Federal detectives from the Central Bureau of Investigation also raided the home of V.K. Singh after slapping him with charges under India's tough Official Secrets Act, which would carry a minimum prison term of seven years.
"The searches are still continuing and he has been booked under section five of the act," which prohibits publication of classified information, bureau spokesman G. Mohanty said.
"It will be too premature to disclose any more details," he added amid reports the agency initially made a mistake by raiding the home of another man with the same name.
Singh, a retired army general, worked as joint director for the Research and Analysis Wing (RAW) and was widely known as one of the key brains behind upgrading the external arm of India's spy service.
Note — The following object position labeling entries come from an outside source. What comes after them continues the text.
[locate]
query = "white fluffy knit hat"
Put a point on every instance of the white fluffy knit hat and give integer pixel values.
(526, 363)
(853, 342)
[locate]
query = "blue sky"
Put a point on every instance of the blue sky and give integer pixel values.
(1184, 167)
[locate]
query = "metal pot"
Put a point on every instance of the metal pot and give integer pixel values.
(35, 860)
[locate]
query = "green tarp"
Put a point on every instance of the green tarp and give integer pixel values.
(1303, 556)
Police sources told AFP that the charges were made on the "advice" of the Cabinet Secretariat, a powerful state organ which takes its orders directly from the office of Prime Minister Manmohan Singh.
In his recently published book, "India's External Intelligence: Secrets of RAW," the former spymaster blamed the 2005 escape of a renegade RAW agent to the United States on "certain lapses" of the government.
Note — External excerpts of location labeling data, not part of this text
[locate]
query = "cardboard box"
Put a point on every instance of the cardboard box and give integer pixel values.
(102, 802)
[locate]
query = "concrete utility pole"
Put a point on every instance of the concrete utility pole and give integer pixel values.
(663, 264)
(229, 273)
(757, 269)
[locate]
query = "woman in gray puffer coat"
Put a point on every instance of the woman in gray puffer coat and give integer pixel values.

The book also alleged political interference and corruption in the agency, including in a multi-million dollar purchase of communication equipment for use by RAW.
RAW was set up in the early 1980s when Indira Gandhi was premier, and is staffed by hundreds of military and civilian personnel. Its funding or operations cannot even be questioned by parliament.
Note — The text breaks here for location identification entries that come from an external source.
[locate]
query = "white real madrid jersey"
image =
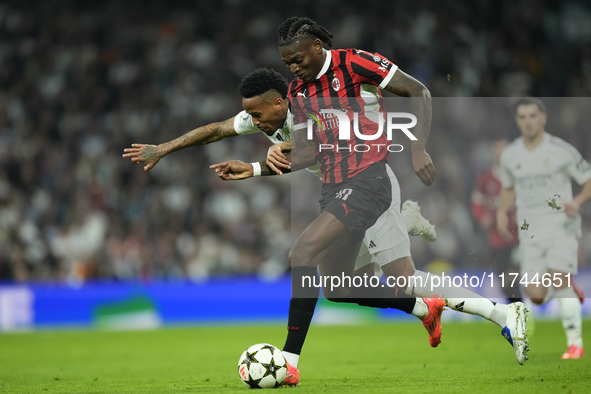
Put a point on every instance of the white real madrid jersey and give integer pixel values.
(243, 124)
(539, 176)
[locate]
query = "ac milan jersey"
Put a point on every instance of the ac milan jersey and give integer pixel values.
(349, 81)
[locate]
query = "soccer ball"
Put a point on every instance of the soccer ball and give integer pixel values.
(262, 366)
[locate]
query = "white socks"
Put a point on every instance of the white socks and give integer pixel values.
(409, 223)
(292, 358)
(570, 314)
(421, 309)
(460, 299)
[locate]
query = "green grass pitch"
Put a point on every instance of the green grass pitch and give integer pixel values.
(375, 358)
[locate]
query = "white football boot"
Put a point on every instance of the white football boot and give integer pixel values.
(515, 331)
(421, 226)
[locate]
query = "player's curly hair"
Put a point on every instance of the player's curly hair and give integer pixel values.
(296, 28)
(262, 80)
(528, 101)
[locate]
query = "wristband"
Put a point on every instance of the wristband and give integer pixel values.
(256, 169)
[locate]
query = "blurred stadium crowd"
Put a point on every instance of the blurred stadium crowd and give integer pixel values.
(80, 81)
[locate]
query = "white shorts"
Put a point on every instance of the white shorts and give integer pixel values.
(560, 254)
(387, 240)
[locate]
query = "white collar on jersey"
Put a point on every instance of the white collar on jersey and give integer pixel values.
(326, 63)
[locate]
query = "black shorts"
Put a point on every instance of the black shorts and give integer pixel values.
(358, 202)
Singh held a sensitive position in the agency when India and rival Pakistan fought a mini-war in Kashmir in 1999. The RAW played a key role in intercepting Pakistani military communication during the six-week combat, the book said.
Singh in the book criticised India's previous administration for allegedly handing over some of the intercepts to then Pakistan prime minister Nawaz Sharif at the height of the fighting in Kashmir's Kargil peaks.
"These revelations compromise our operations and should never have been put in a book," a RAW official said.
Among the tapes purportedly given to Sharif were conversations between Pervez Musharraf -- then army chief and present Pakistan president -- and a commander directing the attacks on Indian troops in Kargil, it claims.
The publisher of the revealing book, Manas Publications, condemned the charges against Singh.
"The raid on the author is an open exploitation and torture of an honest, brave and bold officer as well as of literary circles," said Manas spokesman Vivek Garg.
"All writers and officers from all the (secret) services must join together to oppose this unfair activity of the government," he added.